Application of the accessority principle is a common feature of surety law, which can be found in European national legal systems and is – to some degree at least

– recognised in the case law developed by the European Court of Justice. In my view it should be a substantive part of the new consumer credit directive. Of course, the surety will need to be informed about the consequences of the surety agreement. A regime of mandatory law, demanding that certain minimum information (e.g. concerning the amount of the debt) is given to the surety before the conclusion of the surety agreement, is in my view the absolute minimum protection a surety must be offered. A surety should furthermore also be entitled to certain information after the conclusion of the contract, e.g., about non-performance of the primary obligation. Default notices sent to the principal debtor are a good example. The surety should know about such a default notice. It should not come as a surprise to the surety that the principal creditor is demanding payment from him. This is, however, not enough. Application of the accessority principle will be a substantive addition to the required level of protection, given that it connects the primary and the secondary obligation and thus limits the liability of the surety in an effective way.

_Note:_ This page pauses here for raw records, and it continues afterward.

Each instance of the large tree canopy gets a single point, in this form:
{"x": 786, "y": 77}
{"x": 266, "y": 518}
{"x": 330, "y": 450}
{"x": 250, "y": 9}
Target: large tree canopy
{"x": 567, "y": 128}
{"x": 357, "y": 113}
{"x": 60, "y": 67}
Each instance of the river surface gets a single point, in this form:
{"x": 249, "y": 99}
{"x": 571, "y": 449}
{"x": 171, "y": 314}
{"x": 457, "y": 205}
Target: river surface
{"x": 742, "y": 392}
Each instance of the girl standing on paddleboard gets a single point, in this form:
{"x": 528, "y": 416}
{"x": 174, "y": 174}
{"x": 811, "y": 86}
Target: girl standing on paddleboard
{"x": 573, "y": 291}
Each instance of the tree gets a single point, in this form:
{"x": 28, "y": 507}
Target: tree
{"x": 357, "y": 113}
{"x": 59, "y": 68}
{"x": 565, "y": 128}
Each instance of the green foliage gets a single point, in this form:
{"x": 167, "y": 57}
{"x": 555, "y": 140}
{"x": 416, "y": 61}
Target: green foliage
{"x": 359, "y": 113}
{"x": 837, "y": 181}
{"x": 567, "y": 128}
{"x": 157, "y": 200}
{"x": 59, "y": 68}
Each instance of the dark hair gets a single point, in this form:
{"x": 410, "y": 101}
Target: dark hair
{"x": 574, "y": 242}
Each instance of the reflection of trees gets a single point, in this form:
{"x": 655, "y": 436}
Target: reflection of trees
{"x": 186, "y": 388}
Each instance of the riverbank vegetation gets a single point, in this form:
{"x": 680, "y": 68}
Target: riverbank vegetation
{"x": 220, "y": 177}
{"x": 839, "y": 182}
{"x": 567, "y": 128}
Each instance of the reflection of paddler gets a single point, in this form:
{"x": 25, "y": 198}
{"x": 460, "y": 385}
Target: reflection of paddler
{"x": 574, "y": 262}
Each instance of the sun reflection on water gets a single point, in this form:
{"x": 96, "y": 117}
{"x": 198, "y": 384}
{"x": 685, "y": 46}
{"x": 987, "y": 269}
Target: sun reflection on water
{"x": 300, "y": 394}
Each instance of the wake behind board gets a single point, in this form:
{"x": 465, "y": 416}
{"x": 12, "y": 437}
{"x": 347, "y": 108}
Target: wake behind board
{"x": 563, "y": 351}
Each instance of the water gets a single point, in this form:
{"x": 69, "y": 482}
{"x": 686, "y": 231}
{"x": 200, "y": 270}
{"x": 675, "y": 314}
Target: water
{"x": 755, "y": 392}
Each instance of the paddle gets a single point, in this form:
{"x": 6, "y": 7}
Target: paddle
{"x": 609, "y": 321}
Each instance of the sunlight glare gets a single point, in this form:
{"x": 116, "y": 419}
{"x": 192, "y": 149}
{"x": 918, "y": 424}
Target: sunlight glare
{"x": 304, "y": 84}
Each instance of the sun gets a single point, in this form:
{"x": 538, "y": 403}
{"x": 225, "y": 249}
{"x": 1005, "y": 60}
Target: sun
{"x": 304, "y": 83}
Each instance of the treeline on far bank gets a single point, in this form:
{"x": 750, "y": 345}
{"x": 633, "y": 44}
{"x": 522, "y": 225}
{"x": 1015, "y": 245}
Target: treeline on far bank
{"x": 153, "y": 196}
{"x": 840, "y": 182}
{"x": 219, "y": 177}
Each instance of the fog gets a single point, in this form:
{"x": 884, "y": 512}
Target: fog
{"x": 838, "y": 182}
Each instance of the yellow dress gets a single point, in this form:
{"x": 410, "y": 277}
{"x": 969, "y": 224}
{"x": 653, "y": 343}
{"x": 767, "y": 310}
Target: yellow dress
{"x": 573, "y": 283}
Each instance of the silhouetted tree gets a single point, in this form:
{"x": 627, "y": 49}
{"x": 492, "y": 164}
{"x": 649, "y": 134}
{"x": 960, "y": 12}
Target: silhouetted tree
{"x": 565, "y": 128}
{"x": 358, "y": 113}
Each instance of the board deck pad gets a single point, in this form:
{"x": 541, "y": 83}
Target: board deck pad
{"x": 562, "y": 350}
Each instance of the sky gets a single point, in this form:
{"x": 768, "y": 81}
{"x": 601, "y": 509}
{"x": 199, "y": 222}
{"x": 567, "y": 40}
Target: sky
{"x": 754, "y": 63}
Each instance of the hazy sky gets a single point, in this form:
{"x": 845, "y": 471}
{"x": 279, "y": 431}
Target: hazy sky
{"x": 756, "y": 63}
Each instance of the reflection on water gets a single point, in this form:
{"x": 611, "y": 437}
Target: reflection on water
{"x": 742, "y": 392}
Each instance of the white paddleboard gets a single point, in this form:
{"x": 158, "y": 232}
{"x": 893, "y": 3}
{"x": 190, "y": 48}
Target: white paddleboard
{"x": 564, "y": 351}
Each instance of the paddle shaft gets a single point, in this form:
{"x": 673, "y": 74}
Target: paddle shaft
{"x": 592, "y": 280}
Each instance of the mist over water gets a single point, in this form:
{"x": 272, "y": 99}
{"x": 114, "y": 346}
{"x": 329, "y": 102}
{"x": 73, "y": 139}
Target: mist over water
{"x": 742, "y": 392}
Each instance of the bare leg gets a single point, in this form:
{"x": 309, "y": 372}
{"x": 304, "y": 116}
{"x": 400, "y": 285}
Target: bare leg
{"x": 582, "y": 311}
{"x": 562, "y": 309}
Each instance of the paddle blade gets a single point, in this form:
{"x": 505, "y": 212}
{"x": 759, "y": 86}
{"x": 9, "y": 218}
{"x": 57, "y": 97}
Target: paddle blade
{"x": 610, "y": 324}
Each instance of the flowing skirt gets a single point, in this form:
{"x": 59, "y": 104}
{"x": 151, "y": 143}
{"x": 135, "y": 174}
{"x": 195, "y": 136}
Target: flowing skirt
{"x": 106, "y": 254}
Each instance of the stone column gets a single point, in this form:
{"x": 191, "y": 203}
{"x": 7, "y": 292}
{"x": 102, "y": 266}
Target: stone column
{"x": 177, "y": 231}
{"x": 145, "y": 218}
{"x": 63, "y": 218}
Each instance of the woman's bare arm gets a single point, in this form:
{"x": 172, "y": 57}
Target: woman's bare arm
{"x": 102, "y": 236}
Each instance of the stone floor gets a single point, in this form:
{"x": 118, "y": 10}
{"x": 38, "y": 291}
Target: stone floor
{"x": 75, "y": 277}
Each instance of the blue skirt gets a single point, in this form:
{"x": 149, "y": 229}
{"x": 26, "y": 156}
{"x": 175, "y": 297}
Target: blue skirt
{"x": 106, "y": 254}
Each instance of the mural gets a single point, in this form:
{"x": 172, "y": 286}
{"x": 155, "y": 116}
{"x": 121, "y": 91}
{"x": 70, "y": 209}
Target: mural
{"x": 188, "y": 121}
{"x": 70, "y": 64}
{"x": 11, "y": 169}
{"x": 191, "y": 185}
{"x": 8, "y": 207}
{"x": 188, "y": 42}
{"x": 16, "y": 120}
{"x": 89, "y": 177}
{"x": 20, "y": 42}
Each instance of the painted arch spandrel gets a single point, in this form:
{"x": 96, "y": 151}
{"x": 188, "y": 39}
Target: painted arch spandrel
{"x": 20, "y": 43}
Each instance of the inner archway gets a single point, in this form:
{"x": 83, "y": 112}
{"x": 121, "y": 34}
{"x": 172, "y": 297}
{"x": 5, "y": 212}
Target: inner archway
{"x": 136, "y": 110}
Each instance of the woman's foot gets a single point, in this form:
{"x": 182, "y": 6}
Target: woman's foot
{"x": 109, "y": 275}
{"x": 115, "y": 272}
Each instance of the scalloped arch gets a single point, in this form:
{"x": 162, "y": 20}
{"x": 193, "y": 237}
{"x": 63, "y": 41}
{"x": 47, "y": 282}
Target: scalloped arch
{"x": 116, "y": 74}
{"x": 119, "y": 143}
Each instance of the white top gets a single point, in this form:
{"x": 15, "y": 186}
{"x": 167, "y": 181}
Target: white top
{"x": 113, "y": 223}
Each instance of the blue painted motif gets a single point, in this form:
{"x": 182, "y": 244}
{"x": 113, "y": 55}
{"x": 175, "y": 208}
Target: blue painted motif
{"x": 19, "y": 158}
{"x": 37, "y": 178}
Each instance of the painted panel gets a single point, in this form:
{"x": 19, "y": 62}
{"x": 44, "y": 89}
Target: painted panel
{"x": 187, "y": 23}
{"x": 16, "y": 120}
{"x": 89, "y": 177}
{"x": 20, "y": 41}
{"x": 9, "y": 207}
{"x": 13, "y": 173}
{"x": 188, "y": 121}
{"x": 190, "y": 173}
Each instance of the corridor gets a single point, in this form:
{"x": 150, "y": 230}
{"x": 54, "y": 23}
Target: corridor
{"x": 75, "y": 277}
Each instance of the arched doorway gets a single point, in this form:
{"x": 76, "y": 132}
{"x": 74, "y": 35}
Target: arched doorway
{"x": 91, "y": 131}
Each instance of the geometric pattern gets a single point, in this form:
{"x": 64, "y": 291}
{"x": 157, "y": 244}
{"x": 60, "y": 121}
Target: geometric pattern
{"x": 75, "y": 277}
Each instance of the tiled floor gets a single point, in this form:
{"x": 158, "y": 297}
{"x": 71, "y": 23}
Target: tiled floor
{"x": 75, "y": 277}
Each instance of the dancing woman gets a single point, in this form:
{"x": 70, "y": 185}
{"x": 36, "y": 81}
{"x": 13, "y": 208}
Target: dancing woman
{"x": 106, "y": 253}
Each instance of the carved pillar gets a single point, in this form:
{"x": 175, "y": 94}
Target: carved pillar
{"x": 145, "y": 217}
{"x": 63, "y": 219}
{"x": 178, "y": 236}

The multi-level remedial approach towards protection of the interests of sureties will strengthen the position of non-professional sureties adequately, taking into account the interests of principal creditors, principal debtors and sureties. Both European and national contract law and to some degree property law can play a role here. Contract law, by imposing mandatory information duties upon the principal creditor vis-à-vis also the surety and by discarding clauses aimed at making the primary obligation abstract. Property law plays an – albeit indirect – role through the application of the accessority principle. The status of the parties involved should be considered carefully. Between professional parties a mandatory undiscriminating application of, e.g., the accessority principle might be seen as paternalistic and unnecessary. However, with respect to non-professional sureties this will be very different, given the inequality of bargaining power between these sureties and professional principal creditors.